- We should find a way to strongly encourage people to help make Boost's components meet the requirements in TR1. Making the "_tricky" tests show up as failures in the regression tests would be a great start.
I'm hoping we get more of our runtime tests to work with std::tr1:: names as well as with boost:: names as well. The current tr1 tests do this for type traits, but that's it so far....
- Why must users explicitly enable use of the underlying TR1 library, instead of explicitly disabling it?
Ah, a philisophical question :-) I choose BOOST_HAS_XXXX rather than BOOST_NO_XXXX since TR1 is not actually part of the standard, it's an optional extension.
- "Configuration" bullets for each library: shouldn't Boost.Config define BOOST_HAS_TR1_xxx, not the user?

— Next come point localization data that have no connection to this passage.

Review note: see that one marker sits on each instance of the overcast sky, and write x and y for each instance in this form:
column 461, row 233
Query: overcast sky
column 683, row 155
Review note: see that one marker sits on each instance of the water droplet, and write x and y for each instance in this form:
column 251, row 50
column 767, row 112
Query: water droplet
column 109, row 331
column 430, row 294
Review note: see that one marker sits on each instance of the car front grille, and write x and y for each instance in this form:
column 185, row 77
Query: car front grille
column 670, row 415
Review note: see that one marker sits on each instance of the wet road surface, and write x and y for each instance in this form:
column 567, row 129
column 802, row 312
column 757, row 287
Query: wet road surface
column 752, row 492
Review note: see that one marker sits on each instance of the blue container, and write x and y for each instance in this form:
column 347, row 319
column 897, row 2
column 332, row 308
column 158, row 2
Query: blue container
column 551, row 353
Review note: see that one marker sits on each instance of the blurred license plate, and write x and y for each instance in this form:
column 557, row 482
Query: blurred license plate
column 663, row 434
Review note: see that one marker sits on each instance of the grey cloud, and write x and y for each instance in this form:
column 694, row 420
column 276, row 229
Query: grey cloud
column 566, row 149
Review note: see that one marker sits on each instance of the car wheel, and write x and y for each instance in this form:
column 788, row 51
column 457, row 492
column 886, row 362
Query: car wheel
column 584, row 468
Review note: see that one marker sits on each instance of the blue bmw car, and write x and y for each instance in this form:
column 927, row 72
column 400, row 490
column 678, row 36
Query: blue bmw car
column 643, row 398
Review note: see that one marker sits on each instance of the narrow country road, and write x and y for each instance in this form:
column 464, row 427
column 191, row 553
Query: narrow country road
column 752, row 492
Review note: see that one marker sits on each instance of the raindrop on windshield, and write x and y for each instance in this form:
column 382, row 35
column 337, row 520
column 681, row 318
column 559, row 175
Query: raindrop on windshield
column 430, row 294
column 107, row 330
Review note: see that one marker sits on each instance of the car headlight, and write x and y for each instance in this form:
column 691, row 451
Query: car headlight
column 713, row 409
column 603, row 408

Yes, that's the intention, there just aren't any changes needed to Boost.Config yet (but hold on does gcc-4 have any TR1 components yet?)
- "Polymorphic function wrappers", standard conformity: Should also add a sentence: "The member function target() can only access pointer-to-member targets when they have been wrapped in mem_fn."
- Mathematical Special Functions, hash tables, etc.: Should these go under a seperate heading for TR1 parts *not* supported by Boost? A quick glance through the documentation of the Boost.TR1 library makes it seem like they are supported.
Understood, I've never really been sure how to handle the unsupported parts, well actually they are supported if the underlying standard library supports them. But maybe they need to be moved to their own table of contents to make this clear?
- "Tuples", Standard Conformity: Replace "withy" withy "with" :)
- "Testing": Typo "third part implementations".
----Code Comments----
- The redirecting headers (boost/tr1/tr1/memory) check __GNUC__ to determine whether they should #include_next or use BOOST_TR1_STD_HEADER; we should probably have a BOOST_HAS_INCLUDE_NEXT macro to indicate #include_next support.
Good point.
- The redirecting headers themselves use some interesting preprocessor logic, but it looks correct to me. I'd tried something similar, although I missed the case of circular #includes inside the vendor's headers when I did it.
Yep, it was surprising hard to do, I'm not even sure that it is right in every possible case, but it's probably as close as we can get for now: the difficult part is we need to have one std lib header "unwrapped" so that Boost.Config can work, but all the others *must* be wrapped, even those that aren't changed in TR1 in case they #include something that is modified by TR1 (which would lead to horrid cyclic dependencies if we don't take steps to stop it).
- The header tr1/detail/config.hpp uses BOOST_HAS_TR1 to turn on support for "everything", where "everything" consists of BOOST_HAS_TR1_REFERENCE_WRAPPER and BOOST_HAS_TR1_SHARED_PTR. Should there be more?
Um, embarrassment :-( Maybe one or two more ;-) John.